Dirty Word: The NHS should ditch the woke propaganda and resume using the word ‘woman’
from The Times:
For a moment in March last year, it appeared that sanity had broken out in the health service. Steve Barclay, then relatively new to the job of health secretary, ordered NHS England and related health bodies to review their involvement with Stonewall. The charity, originally created with the laudable aim of fighting discrimination against the gay community, had been captured by the extreme trans lobby and was disseminating its unhinged ideology throughout government by means of a racket called Diversity Champions.

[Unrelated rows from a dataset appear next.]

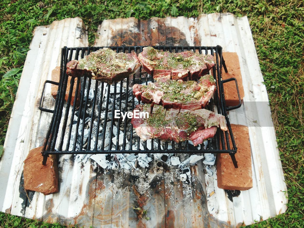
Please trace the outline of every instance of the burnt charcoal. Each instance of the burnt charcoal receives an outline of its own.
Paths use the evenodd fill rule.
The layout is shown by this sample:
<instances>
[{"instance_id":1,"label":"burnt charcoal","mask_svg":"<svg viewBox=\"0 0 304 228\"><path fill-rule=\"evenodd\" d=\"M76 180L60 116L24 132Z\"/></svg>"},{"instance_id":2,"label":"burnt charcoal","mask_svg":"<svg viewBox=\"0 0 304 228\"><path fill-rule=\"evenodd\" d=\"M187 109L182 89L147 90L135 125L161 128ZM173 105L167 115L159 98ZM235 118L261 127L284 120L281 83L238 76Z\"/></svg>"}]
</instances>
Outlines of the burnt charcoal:
<instances>
[{"instance_id":1,"label":"burnt charcoal","mask_svg":"<svg viewBox=\"0 0 304 228\"><path fill-rule=\"evenodd\" d=\"M164 154L161 156L161 159L162 161L165 162L167 161L167 160L168 160L168 156Z\"/></svg>"},{"instance_id":2,"label":"burnt charcoal","mask_svg":"<svg viewBox=\"0 0 304 228\"><path fill-rule=\"evenodd\" d=\"M82 109L81 110L81 114L80 115L80 118L81 119L82 119L82 117L83 117L83 114L85 110L84 109ZM79 116L79 113L80 113L80 111L79 110L78 110L77 112L75 112L75 115L77 117ZM85 114L85 119L87 118L90 116L90 115L88 114L86 112Z\"/></svg>"}]
</instances>

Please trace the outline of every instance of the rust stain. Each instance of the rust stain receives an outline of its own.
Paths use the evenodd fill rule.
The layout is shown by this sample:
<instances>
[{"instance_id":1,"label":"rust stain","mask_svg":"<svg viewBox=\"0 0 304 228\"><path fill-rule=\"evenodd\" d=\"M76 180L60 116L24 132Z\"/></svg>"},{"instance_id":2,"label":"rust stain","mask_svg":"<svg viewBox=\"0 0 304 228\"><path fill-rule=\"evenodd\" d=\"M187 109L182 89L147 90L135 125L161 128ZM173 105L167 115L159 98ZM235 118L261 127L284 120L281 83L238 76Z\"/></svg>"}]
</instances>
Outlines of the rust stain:
<instances>
[{"instance_id":1,"label":"rust stain","mask_svg":"<svg viewBox=\"0 0 304 228\"><path fill-rule=\"evenodd\" d=\"M136 226L136 227L137 228L147 228L147 225L143 222L141 220L140 220L138 223L137 223L137 225Z\"/></svg>"},{"instance_id":2,"label":"rust stain","mask_svg":"<svg viewBox=\"0 0 304 228\"><path fill-rule=\"evenodd\" d=\"M9 208L8 208L5 210L5 213L6 214L10 214L11 211L12 210L12 206Z\"/></svg>"},{"instance_id":3,"label":"rust stain","mask_svg":"<svg viewBox=\"0 0 304 228\"><path fill-rule=\"evenodd\" d=\"M142 208L143 207L143 206L147 204L147 201L148 199L149 198L147 196L144 195L142 195L137 200L137 203L138 206L140 208Z\"/></svg>"},{"instance_id":4,"label":"rust stain","mask_svg":"<svg viewBox=\"0 0 304 228\"><path fill-rule=\"evenodd\" d=\"M130 19L122 19L121 23L128 24ZM110 46L189 45L185 33L175 27L166 26L164 19L153 18L147 20L136 21L134 23L138 28L138 32L127 27L116 30L110 28L112 36ZM195 39L195 44L200 43L198 37L196 36Z\"/></svg>"},{"instance_id":5,"label":"rust stain","mask_svg":"<svg viewBox=\"0 0 304 228\"><path fill-rule=\"evenodd\" d=\"M165 215L166 227L168 228L175 227L175 216L174 211L172 210L169 210L166 212Z\"/></svg>"}]
</instances>

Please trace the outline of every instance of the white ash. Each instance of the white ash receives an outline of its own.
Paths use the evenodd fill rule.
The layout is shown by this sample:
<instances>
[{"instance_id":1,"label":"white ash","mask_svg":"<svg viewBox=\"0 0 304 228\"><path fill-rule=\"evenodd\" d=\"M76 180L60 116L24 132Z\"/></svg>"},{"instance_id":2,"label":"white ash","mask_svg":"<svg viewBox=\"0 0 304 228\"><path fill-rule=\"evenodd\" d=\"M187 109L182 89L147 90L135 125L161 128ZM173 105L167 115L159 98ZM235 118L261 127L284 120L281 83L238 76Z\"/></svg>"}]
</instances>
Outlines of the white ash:
<instances>
[{"instance_id":1,"label":"white ash","mask_svg":"<svg viewBox=\"0 0 304 228\"><path fill-rule=\"evenodd\" d=\"M208 166L206 166L205 167L205 169L206 171L207 171L207 173L208 173L209 176L212 176L213 175L213 172L209 168Z\"/></svg>"},{"instance_id":2,"label":"white ash","mask_svg":"<svg viewBox=\"0 0 304 228\"><path fill-rule=\"evenodd\" d=\"M123 85L123 83L125 84L125 82L124 82ZM94 98L94 93L95 92L95 83L92 83L91 87L89 89L88 98L86 97L87 91L86 89L85 91L83 106L85 105L85 102L86 102L87 106L86 107L86 113L84 115L83 112L80 113L79 110L76 110L75 111L75 115L73 118L73 121L71 123L71 124L72 124L72 132L76 132L77 123L79 121L78 133L77 137L75 136L74 133L71 134L69 150L71 150L74 149L74 144L76 140L76 142L75 150L76 151L80 149L81 145L82 150L87 150L89 149L93 150L95 148L95 143L96 144L97 150L101 150L102 146L103 143L103 149L105 150L114 150L117 145L117 149L119 150L123 149L124 148L125 148L127 150L129 150L131 148L133 150L136 151L137 150L138 148L139 148L141 150L145 151L147 150L150 152L151 150L158 150L159 146L161 150L167 149L168 150L171 150L172 152L174 152L172 150L172 144L171 142L165 143L163 141L160 141L160 143L159 143L158 140L153 140L153 143L152 140L147 140L145 142L140 140L139 141L139 144L136 133L134 132L133 129L131 129L131 125L130 120L129 119L127 119L125 124L126 127L125 131L125 123L124 121L122 121L122 119L120 119L119 121L118 119L115 119L114 122L112 122L113 124L112 124L112 118L113 107L115 109L118 109L120 106L120 110L123 112L125 112L126 110L130 111L132 110L133 90L132 88L130 88L129 89L126 90L124 88L122 88L122 94L120 96L121 101L120 101L119 98L120 85L119 84L117 84L116 87L116 98L115 99L115 102L114 104L113 103L115 98L114 96L114 87L113 85L111 85L110 86L110 97L109 98L107 115L106 116L106 100L107 98L108 88L107 84L104 84L103 91L102 91L101 85L102 83L99 84L98 87L98 91L97 91L97 94L96 95L96 100L95 107L94 109L94 115L93 115L94 116L93 119L91 119L91 116L92 116L92 112L93 109L93 99ZM126 103L126 102L125 96L126 93L128 93L127 103ZM102 93L102 94L101 94ZM101 95L102 95L101 96ZM101 98L102 99L101 101L100 100ZM88 100L86 101L85 100L87 98ZM99 107L99 105L100 102L102 102L102 104L99 114L98 107ZM136 105L138 103L138 101L137 99L136 98L134 98L134 105ZM83 111L82 112L83 112ZM99 128L98 126L98 115L100 115L100 117ZM78 119L78 116L79 115L80 117ZM84 121L82 118L84 116L85 120ZM84 123L83 123L83 121ZM92 123L92 121L93 121ZM106 124L105 129L104 129L105 121L106 122ZM92 129L91 129L91 123L92 123ZM111 127L112 129L112 137L110 135ZM97 132L98 128L99 129L98 132ZM83 129L83 140L81 142L81 131ZM103 142L104 130L105 131L104 141ZM90 131L92 131L91 132ZM124 136L124 133L125 132L126 133L125 137ZM132 132L133 133L133 140L132 142L130 142L130 134ZM119 136L118 135L118 133ZM90 134L91 135L91 138L89 139ZM97 135L98 135L98 136ZM111 138L112 140L111 140ZM125 141L124 143L124 140ZM88 148L89 144L90 144L89 148ZM182 143L179 146L178 144L178 143L177 143L175 144L174 149L177 151L180 150L180 149L181 148L180 147L181 146L182 150L186 148L186 143L185 142ZM204 147L206 148L207 145L207 141L204 142ZM191 141L189 142L189 146L195 147ZM200 149L200 146L199 145L196 147L196 148L199 150ZM204 163L210 165L214 164L215 160L215 157L212 154L206 154L207 155L205 160L203 162ZM174 153L107 154L91 154L75 155L75 161L77 162L86 162L88 158L90 158L94 161L92 163L93 165L98 165L99 167L105 170L114 169L118 171L122 169L124 170L139 170L150 168L151 166L152 165L151 164L153 162L155 162L157 163L161 161L165 164L168 167L176 167L177 168L182 170L189 166L195 164L198 161L204 157L202 155L196 154L190 155L190 154L188 154Z\"/></svg>"},{"instance_id":3,"label":"white ash","mask_svg":"<svg viewBox=\"0 0 304 228\"><path fill-rule=\"evenodd\" d=\"M205 160L203 161L204 164L213 165L215 163L215 156L213 154L205 153L204 154Z\"/></svg>"},{"instance_id":4,"label":"white ash","mask_svg":"<svg viewBox=\"0 0 304 228\"><path fill-rule=\"evenodd\" d=\"M181 164L181 162L179 161L179 158L178 157L171 157L170 160L171 160L171 164L172 165L178 165Z\"/></svg>"},{"instance_id":5,"label":"white ash","mask_svg":"<svg viewBox=\"0 0 304 228\"><path fill-rule=\"evenodd\" d=\"M187 179L187 175L186 174L181 174L179 176L181 179L181 180L182 181L186 181Z\"/></svg>"}]
</instances>

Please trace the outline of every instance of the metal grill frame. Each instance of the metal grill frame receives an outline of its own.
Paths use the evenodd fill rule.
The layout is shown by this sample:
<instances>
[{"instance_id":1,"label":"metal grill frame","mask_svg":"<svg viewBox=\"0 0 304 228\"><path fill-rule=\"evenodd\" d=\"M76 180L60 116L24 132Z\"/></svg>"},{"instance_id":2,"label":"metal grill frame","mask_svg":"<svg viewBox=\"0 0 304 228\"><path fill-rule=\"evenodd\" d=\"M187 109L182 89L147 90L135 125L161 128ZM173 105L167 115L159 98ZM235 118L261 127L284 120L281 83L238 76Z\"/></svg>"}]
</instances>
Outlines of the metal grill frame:
<instances>
[{"instance_id":1,"label":"metal grill frame","mask_svg":"<svg viewBox=\"0 0 304 228\"><path fill-rule=\"evenodd\" d=\"M232 131L231 130L231 126L229 120L229 118L227 114L227 112L230 110L239 108L241 105L241 103L239 92L238 88L237 86L237 83L236 79L234 78L231 78L228 79L222 80L222 67L223 67L225 71L227 72L227 68L226 67L225 64L225 61L223 59L222 51L222 48L219 45L216 46L212 47L205 47L205 46L189 46L189 47L182 47L182 46L152 46L154 48L158 50L163 50L164 51L169 51L170 52L175 51L175 52L178 52L179 51L183 51L184 50L193 50L195 51L196 50L198 50L200 54L202 54L202 51L205 51L205 53L207 54L208 53L208 50L210 50L211 55L213 55L214 54L215 54L216 63L215 65L213 67L212 70L212 71L214 79L216 81L216 89L214 94L213 98L211 99L210 102L209 102L207 106L207 108L209 110L213 111L213 105L214 104L217 108L218 112L220 114L225 116L226 121L227 124L227 127L228 130L223 132L223 131L220 130L219 128L218 128L216 135L213 137L215 140L215 148L212 148L211 143L210 143L210 140L209 140L209 143L207 146L206 149L204 149L203 144L201 145L201 149L198 150L197 149L195 148L194 147L189 146L189 143L188 141L186 142L186 149L182 149L181 143L179 143L178 145L178 149L176 149L175 148L175 142L174 141L172 141L172 149L168 149L168 142L165 143L164 148L161 149L160 147L160 143L159 140L152 140L152 147L151 150L149 150L147 148L147 141L145 142L144 143L144 149L143 150L140 150L140 147L139 142L140 138L139 136L137 136L137 149L136 150L132 150L132 144L133 142L133 128L131 127L130 132L130 140L129 141L130 143L131 149L126 150L126 119L125 120L124 126L125 127L123 131L124 140L123 145L123 149L119 150L118 149L119 134L119 128L118 128L117 137L117 140L116 144L115 147L115 150L111 150L112 145L112 138L113 137L113 125L115 121L114 118L114 110L115 108L112 108L112 115L111 120L111 127L109 133L110 135L110 139L109 141L109 149L108 150L105 150L104 149L104 143L105 137L105 131L103 130L102 134L102 140L101 145L101 149L98 150L97 149L97 141L98 141L98 136L99 132L99 126L100 126L101 118L100 114L101 113L101 107L102 106L102 102L100 102L98 105L98 119L97 123L97 129L96 131L96 139L95 140L94 149L92 150L89 150L90 148L90 143L91 137L92 136L92 130L93 127L92 120L94 119L94 110L95 108L95 105L96 104L96 98L97 93L97 89L98 85L99 83L102 83L101 91L103 91L104 88L105 86L108 87L106 101L106 105L105 111L105 120L106 120L107 119L108 115L108 105L109 104L109 98L110 96L110 85L105 83L102 82L101 82L96 81L95 84L95 90L94 93L94 97L93 101L93 109L92 111L91 118L92 121L91 121L91 124L90 126L89 136L88 138L88 143L87 146L87 148L89 148L85 150L83 150L83 145L81 145L80 149L79 150L76 150L76 144L77 143L76 139L74 140L74 145L73 147L73 150L69 150L68 148L69 146L70 141L70 140L71 133L72 124L71 123L70 124L69 127L69 135L68 138L68 141L67 145L65 149L63 150L63 145L64 142L64 133L66 132L66 128L67 127L67 122L68 119L70 116L74 116L75 113L75 109L77 108L76 103L77 98L78 97L78 89L76 89L74 91L75 93L75 99L73 104L71 112L71 116L70 115L70 107L71 106L71 99L72 94L73 92L73 90L74 87L75 78L72 78L71 80L71 84L70 86L70 90L69 93L69 96L68 98L67 101L66 102L65 107L65 111L64 114L64 118L63 120L62 128L64 129L64 130L62 131L61 135L58 137L58 131L59 130L59 126L60 123L60 121L62 119L62 117L63 114L63 111L64 107L65 105L65 97L66 92L67 86L68 81L68 78L69 77L66 74L67 64L69 61L72 60L72 57L73 55L73 53L75 53L75 59L78 60L82 58L84 56L84 54L86 51L87 52L87 55L88 55L92 51L95 51L98 49L102 48L103 47L109 47L112 50L116 51L117 53L120 52L127 52L130 53L131 51L133 50L134 51L138 52L138 51L140 52L142 50L143 48L145 47L143 46L119 46L119 47L73 47L68 48L67 47L64 47L62 48L61 50L61 61L60 66L60 79L59 83L54 82L49 80L46 81L44 83L43 89L42 91L42 94L40 98L40 104L39 106L39 109L41 111L45 112L47 112L53 113L52 116L52 119L50 124L48 130L47 131L46 137L44 143L44 148L43 151L42 153L42 155L43 156L43 164L46 164L46 162L47 157L49 154L119 154L119 153L229 153L231 156L232 161L234 164L235 166L237 167L236 161L235 161L234 154L237 152L237 148L236 147L235 142L234 138L233 137L233 134ZM81 54L79 56L79 54L80 51L81 51ZM139 84L141 84L144 78L145 80L146 84L147 84L148 81L148 79L149 78L151 78L151 81L153 81L153 75L150 75L146 73L143 74L141 72L141 68L140 70L140 77L139 78L135 78L135 74L133 75L133 77L132 83L131 85L133 85L134 84L139 83ZM143 77L143 75L145 74L146 77ZM79 86L79 84L80 83L81 76L78 76L78 77L77 80L76 88L78 88ZM80 104L79 107L79 115L78 118L77 125L76 126L76 132L75 133L75 135L76 136L78 134L78 126L80 124L80 119L81 118L81 115L82 113L82 110L84 110L83 116L82 116L82 124L83 125L83 127L84 126L85 123L84 120L85 118L85 115L86 112L87 104L88 103L88 99L86 99L86 100L84 101L84 98L85 94L85 88L87 87L87 79L88 78L88 83L87 88L89 88L91 86L91 80L92 80L91 78L87 77L86 76L84 76L83 83L82 85L81 85L81 99L80 101ZM148 78L148 80L147 80ZM128 111L127 110L127 103L128 98L128 88L130 88L130 84L129 82L129 78L127 78L126 79L127 88L126 90L127 92L126 93L126 105L125 110L121 110L121 102L122 99L119 99L119 109L121 111L125 111L126 112ZM225 95L224 94L223 86L223 84L228 81L234 81L236 83L236 87L239 97L239 103L237 105L231 107L226 107L226 102L225 99ZM114 85L114 99L113 101L113 104L115 104L116 102L116 96L117 94L118 94L119 95L120 97L122 95L122 89L123 88L123 80L122 80L120 81L117 83L114 83L113 85ZM42 103L43 102L43 94L44 93L44 88L45 85L47 83L50 83L58 85L58 89L57 92L57 96L54 109L53 110L51 110L46 109L45 109L42 107ZM120 91L118 93L116 91L117 85L120 84ZM131 88L132 86L131 86ZM89 89L87 90L86 97L87 98L89 92ZM135 108L134 105L134 97L132 94L132 110ZM103 99L102 99L102 98L103 96L103 92L102 92L101 93L100 99L99 100L104 102ZM140 103L140 102L139 102L139 103ZM113 107L115 108L115 106ZM117 119L117 121L118 122L118 126L119 126L120 123L120 119ZM106 124L107 121L105 121L104 123L103 129L105 129ZM82 142L84 138L84 127L83 127L81 132L81 140ZM230 136L230 138L231 139L232 142L232 147L230 145L230 143L229 141L229 135ZM57 150L55 149L55 146L56 144L56 142L58 138L60 140L59 143L59 146ZM154 140L158 140L158 148L157 150L154 150L154 147L153 146ZM82 144L82 143L81 143ZM191 145L192 146L192 145ZM232 147L232 148L231 148Z\"/></svg>"}]
</instances>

This involved private and public bodies, including Whitehall departments, universities and the BBC, paying thousands of pounds for Stonewall’s seal of approval as models of “diversity and inclusivity”. Rightly, Mr Barclay considered that the money flowing into Stonewall’s coffers might be better used treating patients. He therefore advised the health bodies not renew their memberships of the scheme. Scroll forward to now and NHS England is still in the grip of Stonewall’s deranged “gender neutral” language. It continues to exclude the word “woman” from its staff domestic abuse policy, as if it were a dirty word.
It is of course correct that domestic abuse can affect anyone. But women are overwhelmingly more likely to suffer violence in the home. No responsible literature dealing with the subject should impinge on this grim reality. But in its drive to be a “Top 100” Stonewall employer, NHS England insists on using language peddled around the public sector by the charity.